DVD Review: THE UNTOUCHABLES Season 4, Volumes 1 & 2

Paramount Home Entertainment
Release date: July 24th, 2012

The 1962-1963 season was the final season for this noteworthy show, though the network was hoping for a fifth season (Robert Stack wanted to get back to movies). In truth it was probably bout time for it to come to a close. The book by Elliot Ness of the same name was a starting point for the show but they ran out of actual real stories back in the first season.

The show is entertaining and in the early sixties was pretty edgy and violent. The opening episode, The Night They Shot Santa Claus pretty much says it all just with it’s title. A friend of Ness is killed while playing Santa at an orphanage. AN ORPHANGE!! Not fear from the show of being a bit heavy handed with the morality! Watching in 2012 it is impossible not to compare to what has come since then. The best part of the show was Robert Stack playing Elliot Ness in a usually underscored way.
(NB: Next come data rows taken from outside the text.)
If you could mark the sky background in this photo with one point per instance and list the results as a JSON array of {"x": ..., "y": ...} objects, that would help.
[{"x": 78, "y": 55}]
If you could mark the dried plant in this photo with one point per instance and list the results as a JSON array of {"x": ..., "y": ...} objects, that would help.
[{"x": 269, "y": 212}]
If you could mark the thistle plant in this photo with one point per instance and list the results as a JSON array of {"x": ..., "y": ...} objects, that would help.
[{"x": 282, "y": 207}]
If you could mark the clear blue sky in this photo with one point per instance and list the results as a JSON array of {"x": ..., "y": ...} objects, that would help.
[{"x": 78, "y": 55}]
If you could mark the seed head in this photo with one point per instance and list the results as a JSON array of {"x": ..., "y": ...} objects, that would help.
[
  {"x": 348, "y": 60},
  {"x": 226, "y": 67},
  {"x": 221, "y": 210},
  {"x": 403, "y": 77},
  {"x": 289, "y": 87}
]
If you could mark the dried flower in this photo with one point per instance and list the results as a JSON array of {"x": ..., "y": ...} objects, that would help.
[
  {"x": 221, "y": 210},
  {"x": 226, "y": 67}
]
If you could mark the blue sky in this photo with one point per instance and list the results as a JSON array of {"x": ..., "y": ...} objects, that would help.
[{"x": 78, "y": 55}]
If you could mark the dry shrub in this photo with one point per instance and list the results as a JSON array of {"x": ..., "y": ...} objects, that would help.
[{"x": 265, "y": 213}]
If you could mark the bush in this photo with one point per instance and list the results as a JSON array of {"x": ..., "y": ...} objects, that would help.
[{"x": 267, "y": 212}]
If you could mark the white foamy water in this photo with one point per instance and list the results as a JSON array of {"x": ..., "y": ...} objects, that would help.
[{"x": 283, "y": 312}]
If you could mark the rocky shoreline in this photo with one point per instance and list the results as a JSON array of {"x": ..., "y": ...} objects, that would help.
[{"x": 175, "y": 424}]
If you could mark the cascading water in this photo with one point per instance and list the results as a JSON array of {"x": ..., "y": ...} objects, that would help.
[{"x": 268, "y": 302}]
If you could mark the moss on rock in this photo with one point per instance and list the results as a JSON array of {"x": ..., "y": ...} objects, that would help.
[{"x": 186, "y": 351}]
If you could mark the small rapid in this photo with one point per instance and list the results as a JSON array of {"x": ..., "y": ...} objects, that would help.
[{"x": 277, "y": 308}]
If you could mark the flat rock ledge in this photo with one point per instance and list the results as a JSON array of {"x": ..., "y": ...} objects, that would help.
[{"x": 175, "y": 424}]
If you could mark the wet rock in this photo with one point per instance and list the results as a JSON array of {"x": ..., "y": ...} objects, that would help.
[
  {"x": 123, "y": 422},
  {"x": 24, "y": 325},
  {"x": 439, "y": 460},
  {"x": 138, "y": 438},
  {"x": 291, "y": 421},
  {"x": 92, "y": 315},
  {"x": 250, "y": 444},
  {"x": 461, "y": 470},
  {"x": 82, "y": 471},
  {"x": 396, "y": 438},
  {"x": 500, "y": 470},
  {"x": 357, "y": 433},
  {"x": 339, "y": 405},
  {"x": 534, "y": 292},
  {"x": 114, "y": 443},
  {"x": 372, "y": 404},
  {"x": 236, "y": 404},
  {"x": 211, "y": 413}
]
All business and no nonsense. The action is also high volume, lots of shoot outs and chasing around.

The really fun part about watching this was the people who guest starred in it. Harvey Korman, James Caan, Roy Thinnes, Dorothy Malone, Lee Marvin, Walter Koenig, Edward Asner, Frank Gorshin, Elizabeth MacRae, Carroll O’Conner, Barbara Stanwyck, , Joe Campanella, Telly Savalas, Ted Knight, Robert Redford, Robert Duvall, Robert Hanson, , Barry Morse, Harold Gould, Roy Engel, Jack Klugman, Roy Thinnes, Cliff Osmand, Joe Turkel. It was almost like a rite of passage to be on the show.

The show used the top end production available at the time and that is probably why it actually looks damn good compared to other shows from that period. It was also one of the first TV shows to really show the mob as a real entity. There were even rumors that Desi Arnez, producer and part owner of Desilu Studios, had a contract put out on him. Al Capone’s estate actually was upset that they were making money from the Capone name.

This is a time capsule into TV at the time and while fictionalized, and interesting look at our history. Thirty episodes of TV altogether and never a dull moment.